Running is an excellent way to lose weight and increase your fitness levels. The problem is that when you have done virtually no exercise for years, the thought of entering and competing in a 5k running event is pretty daunting. But it can be done—all you need is some motivation and an easy to follow training plan. So if you fancy working towards a 5k run, here is my simple guide to achieving your goal safely.
Health & Safety
For most people, a 5k training plan won’t cause them any problems as long as they don’t try and do too much, too soon. However, if you are significantly overweight or you have pre-existing health problems, it is a good idea to have a health check-up before doing any strenuous exercise.
The Right Shoes
Running is a high impact sport and the right footwear is essential unless you want your training programme to be sabotaged by injury very quickly.
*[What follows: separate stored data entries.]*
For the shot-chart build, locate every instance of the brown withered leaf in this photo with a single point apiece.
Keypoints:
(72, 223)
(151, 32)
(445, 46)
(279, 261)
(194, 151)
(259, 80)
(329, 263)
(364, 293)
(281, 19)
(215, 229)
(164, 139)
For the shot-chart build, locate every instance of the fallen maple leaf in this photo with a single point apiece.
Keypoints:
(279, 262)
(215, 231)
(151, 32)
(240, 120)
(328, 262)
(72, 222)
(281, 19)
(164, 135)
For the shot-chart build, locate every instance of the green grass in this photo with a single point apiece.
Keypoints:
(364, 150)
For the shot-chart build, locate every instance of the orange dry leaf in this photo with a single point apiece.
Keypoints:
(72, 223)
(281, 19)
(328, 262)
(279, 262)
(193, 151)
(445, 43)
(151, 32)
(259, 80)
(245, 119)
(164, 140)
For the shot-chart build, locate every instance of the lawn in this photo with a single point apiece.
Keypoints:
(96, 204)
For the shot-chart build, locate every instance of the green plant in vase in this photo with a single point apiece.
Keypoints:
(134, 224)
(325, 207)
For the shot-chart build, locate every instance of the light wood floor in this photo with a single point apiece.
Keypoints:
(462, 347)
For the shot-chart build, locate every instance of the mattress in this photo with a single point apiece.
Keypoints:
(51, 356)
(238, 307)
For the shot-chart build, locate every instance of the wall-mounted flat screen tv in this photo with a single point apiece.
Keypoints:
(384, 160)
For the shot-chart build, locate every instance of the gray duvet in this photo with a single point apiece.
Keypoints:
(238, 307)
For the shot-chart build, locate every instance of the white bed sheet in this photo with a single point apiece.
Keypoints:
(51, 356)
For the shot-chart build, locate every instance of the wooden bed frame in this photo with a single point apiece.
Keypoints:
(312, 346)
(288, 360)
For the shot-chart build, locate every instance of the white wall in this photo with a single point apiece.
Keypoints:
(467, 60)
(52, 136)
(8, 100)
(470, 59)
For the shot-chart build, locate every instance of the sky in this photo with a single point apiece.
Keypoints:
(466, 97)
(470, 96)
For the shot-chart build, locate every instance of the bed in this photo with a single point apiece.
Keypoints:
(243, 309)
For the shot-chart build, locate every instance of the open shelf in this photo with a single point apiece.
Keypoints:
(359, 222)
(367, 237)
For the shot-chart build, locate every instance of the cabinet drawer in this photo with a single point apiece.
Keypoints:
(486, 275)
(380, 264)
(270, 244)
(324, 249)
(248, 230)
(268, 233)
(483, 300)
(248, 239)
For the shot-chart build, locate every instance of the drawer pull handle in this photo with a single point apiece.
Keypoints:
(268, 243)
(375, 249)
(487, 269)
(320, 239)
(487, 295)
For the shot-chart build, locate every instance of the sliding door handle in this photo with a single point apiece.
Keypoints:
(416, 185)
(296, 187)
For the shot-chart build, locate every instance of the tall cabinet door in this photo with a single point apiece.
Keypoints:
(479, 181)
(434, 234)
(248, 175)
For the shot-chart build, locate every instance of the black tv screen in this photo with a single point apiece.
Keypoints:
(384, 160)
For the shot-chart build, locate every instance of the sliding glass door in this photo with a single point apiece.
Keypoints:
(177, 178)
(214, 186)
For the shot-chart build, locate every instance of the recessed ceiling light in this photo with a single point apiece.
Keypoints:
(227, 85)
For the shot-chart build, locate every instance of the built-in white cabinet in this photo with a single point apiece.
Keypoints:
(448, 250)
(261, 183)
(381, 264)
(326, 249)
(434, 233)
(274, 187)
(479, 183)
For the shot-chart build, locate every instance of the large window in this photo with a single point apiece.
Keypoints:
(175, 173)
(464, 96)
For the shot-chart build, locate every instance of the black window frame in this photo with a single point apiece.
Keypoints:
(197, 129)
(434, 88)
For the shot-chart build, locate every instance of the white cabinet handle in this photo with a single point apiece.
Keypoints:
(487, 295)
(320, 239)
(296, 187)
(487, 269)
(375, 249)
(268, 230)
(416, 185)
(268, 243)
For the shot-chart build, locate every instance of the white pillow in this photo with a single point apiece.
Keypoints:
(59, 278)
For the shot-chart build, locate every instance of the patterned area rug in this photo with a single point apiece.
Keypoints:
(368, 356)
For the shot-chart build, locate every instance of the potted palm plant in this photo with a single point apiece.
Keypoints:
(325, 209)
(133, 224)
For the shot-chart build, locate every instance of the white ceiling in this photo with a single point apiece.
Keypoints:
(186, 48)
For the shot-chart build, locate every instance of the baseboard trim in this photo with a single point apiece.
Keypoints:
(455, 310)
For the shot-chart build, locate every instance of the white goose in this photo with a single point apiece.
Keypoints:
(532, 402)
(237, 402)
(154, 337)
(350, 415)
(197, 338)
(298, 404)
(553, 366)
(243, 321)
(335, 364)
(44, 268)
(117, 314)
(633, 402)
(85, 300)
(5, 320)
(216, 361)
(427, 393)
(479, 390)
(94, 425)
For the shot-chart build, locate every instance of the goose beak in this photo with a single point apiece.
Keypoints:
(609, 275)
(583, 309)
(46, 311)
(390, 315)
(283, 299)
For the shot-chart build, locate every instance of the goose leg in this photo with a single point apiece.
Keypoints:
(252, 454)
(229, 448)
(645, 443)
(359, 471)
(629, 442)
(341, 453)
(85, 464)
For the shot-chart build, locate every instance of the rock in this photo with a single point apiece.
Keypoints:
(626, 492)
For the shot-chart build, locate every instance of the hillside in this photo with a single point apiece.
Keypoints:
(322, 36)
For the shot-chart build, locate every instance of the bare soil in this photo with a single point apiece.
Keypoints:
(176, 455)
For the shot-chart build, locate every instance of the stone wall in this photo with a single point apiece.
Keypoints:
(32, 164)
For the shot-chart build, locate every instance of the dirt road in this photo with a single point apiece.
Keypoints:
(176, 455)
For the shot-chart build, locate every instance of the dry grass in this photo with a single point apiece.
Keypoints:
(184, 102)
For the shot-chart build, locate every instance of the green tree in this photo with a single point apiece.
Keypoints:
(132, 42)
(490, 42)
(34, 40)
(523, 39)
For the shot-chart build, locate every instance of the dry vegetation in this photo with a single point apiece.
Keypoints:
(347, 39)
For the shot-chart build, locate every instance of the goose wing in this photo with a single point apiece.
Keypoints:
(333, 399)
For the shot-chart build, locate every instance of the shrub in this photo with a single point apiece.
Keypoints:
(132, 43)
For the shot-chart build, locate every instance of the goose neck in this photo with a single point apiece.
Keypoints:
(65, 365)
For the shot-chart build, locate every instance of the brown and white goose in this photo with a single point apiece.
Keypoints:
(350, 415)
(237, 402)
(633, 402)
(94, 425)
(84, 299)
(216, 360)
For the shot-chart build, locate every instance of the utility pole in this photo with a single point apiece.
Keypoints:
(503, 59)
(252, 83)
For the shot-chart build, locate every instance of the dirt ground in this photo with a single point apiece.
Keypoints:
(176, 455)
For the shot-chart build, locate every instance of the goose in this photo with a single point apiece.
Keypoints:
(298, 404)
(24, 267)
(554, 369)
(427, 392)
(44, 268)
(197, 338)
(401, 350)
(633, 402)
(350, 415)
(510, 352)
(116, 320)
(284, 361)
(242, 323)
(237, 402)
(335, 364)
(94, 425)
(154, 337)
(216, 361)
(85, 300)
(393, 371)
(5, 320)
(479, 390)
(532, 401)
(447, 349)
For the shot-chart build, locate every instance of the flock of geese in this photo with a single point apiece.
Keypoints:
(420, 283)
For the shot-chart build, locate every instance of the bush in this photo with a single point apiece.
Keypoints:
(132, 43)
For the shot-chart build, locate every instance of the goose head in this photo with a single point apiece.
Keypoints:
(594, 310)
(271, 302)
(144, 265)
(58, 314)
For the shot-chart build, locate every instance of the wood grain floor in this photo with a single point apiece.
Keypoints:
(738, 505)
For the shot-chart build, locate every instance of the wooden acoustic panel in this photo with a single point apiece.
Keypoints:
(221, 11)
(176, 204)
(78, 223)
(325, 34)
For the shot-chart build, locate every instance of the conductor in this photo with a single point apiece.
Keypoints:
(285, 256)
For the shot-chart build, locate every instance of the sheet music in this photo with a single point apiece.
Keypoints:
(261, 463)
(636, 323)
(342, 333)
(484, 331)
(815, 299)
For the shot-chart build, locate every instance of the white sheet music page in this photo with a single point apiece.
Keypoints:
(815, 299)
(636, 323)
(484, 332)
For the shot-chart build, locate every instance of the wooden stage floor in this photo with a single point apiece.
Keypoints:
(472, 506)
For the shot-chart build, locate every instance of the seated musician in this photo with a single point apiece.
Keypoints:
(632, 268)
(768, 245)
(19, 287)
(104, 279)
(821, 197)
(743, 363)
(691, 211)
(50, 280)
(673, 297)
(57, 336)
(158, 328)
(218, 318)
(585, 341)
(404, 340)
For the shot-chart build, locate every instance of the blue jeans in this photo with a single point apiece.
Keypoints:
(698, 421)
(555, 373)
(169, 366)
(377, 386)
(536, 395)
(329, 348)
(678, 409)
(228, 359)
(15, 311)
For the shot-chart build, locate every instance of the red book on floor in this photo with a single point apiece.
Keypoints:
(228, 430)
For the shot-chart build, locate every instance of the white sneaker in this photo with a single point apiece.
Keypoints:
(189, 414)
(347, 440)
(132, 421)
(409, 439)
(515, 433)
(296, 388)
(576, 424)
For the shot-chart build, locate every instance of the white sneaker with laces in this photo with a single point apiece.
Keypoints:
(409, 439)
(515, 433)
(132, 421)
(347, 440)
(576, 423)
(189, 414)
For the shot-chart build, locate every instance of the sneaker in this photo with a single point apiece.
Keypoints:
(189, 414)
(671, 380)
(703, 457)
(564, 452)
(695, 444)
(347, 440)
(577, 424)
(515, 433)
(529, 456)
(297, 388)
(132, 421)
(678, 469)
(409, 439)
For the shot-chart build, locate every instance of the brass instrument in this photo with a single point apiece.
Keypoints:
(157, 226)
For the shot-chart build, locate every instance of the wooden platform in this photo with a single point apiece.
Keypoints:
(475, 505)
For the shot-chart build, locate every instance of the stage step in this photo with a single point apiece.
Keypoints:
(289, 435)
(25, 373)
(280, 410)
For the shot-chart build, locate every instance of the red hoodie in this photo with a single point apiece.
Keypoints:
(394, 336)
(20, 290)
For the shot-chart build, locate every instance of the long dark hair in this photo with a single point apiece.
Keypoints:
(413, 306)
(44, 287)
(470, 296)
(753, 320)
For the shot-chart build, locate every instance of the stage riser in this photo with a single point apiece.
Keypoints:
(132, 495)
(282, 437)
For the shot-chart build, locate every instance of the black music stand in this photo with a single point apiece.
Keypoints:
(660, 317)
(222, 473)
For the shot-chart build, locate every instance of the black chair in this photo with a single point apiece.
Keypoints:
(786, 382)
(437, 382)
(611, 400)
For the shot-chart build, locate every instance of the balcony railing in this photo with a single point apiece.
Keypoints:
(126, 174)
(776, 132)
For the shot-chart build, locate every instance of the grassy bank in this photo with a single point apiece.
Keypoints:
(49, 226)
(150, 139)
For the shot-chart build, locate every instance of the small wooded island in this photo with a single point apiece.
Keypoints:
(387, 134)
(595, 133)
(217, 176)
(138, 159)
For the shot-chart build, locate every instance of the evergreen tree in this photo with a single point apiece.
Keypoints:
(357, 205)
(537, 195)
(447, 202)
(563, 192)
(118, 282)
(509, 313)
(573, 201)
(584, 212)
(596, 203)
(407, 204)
To avoid any problems, make sure you buy some proper running shoes that actually fit, and for best results, have your running shoes fitted by an expert in a specialist running shop.
The Progression Rule
The key to a successful 5k training plan for beginners is to take it slowly. There is little point in going out and running until you fall over with exhaustion, wash, rinse and repeat. All that will do is burn you out and destroy your legs. Instead, try a walk-run approach. In the beginning, walk the majority of the time and only run for very short spells. Then, as your fitness improves, reduce the amount of walking and increase the running intervals.
Time vs. Distance
Train by time or distance—either is fine, but don’t chop and change the two or it will become confusing.
Try and train every other day. Rest days are very important, particularly with a high impact sport like running. Your body needs the rest days to recover and repair itself, so even though you may be keen (or not!) to get back out there, either rest completely or do a different, low-impact sport such as swimming in between.
Roads vs. Treadmill
Running on a treadmill is just as effective as running outdoors, although a lot more boring it has to be said. Do whatever suits you best, although remember to add some incline to the treadmill to make up for the lack of wind resistance indoors. It is also a good idea to do some of your running outdoors if you plan on competing in a 5k running event, or your legs will find the extra impact of running on hard ground a bit of a shock to the system.